Considerações finais
Se existe um propósito pedagógico interno à filosofia, como
pode parecer ainda deslocada como se não tivesse lugar definido na educação? Vê-se que em quaisquer que sejam os níveis de formação, sempre fica aberta a questão sobre o lugar efetivo da filosofia. Principalmente agora em que a filosofia reingressa como disciplina obrigatória no Ensino Médio, urge identificar o que lhe cabe no espaço que é reservado. Nada do que foi dito aqui é alguma novidade, e isso já poderia ser um problema; mas se tratando de filosofia, o inédito não tem como ser registrado, a não ser depois que deixou de surpreender. Se não se pretende que a filosofia na educação seja apenas um conjunto de determinações baseadas em relatórios e avaliações da prática filosófica, e sim o exercício efetivo do filosofar, jamais se pode negar o possível, o novo, o lugar desconhecido que convida ao questionamento. Esse lugar parece ser qualquer um que se permita e arrisque experimentar; a filosofia firma-se institucionalmente na medida em que se realiza e seu lugar já tem sido anunciado. Não se pode mais justificar que não há espaço para a filosofia, como se fez antes da sua afirmação como disciplina obrigatória. Porém, para ser filosofia, é preciso impor a liberdade que lhe é singular e alimenta sua prática. Por ser próprio do movimento experimental da vida a educação filosófica apenas busca balizas para se orientar, mas não pode fixar determinações e objetivos. Certamente seja preciso ainda mais tempo e esforço para se compreender as possibilidades e limites da ação pedagógica da filosofia. Ou ainda, seja necessário pensar 13
filosoficamente a educação, seus critérios, fundamentos e ideais. E
possivelmente seja esse sempre um lugar urgente e adequado à filosofia, já que os pressupostos educacionais precedem sua institucionalização.
Bibliografia
GALLO, S.; DANELON, M.; CORNELLI, D. (Org.).
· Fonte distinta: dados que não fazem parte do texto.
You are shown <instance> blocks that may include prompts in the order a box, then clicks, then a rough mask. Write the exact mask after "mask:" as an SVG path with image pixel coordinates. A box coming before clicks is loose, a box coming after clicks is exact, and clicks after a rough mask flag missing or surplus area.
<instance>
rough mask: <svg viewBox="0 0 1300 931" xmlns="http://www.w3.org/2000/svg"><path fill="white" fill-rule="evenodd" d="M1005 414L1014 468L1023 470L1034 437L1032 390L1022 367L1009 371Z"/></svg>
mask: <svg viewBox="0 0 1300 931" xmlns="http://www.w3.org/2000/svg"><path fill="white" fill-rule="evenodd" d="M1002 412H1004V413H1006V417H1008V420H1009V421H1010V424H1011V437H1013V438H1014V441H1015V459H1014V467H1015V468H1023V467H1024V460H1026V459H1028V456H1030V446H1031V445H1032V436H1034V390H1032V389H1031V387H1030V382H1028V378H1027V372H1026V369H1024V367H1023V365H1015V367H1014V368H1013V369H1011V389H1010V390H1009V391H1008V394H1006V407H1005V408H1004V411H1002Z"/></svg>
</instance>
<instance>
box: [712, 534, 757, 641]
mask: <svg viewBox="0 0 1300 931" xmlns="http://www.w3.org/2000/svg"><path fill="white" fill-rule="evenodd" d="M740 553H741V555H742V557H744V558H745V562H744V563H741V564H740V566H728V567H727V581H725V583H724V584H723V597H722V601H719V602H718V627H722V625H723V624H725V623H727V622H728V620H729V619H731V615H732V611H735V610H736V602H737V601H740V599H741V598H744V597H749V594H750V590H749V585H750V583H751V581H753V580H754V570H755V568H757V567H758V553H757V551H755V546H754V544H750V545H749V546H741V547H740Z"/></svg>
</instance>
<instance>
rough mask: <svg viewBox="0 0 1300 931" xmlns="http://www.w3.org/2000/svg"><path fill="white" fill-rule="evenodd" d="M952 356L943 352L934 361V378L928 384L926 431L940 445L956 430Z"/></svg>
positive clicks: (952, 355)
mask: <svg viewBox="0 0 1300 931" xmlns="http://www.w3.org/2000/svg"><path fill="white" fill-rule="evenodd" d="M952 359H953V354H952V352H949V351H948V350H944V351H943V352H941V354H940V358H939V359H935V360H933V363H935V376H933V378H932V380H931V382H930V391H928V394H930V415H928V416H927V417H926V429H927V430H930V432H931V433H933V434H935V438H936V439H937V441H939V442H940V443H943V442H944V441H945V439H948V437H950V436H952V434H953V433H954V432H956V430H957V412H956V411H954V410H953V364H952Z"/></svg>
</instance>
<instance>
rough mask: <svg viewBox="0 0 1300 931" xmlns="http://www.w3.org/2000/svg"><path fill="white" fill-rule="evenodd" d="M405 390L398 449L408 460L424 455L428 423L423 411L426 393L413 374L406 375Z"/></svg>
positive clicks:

Ensino de filosofia:
teoria e prática. Ijuí: Ed. UNIJUÍ, 2004. LIPMAN, Matthew; SHARP, Ann Margaret; OSCANYAN, Frederic. A filosofia na sala de aula. São Paulo: Nova Alexandria, 2001. PALÁCIOS, Gonçalo Armijos. De como fazer filosofia sem ser grego, estar morto ou ser gênio. Goiânia: Editora da UFG, 2002. PLATÃO. A República. São Paulo: Editora Martins Claret, 2003. SPLITTER, Laurence J.; SHARP, Ann Margaret. Uma nova educação: a comunidade de investigação na sala de aula. São Paulo: Nova Alexandria, 2001.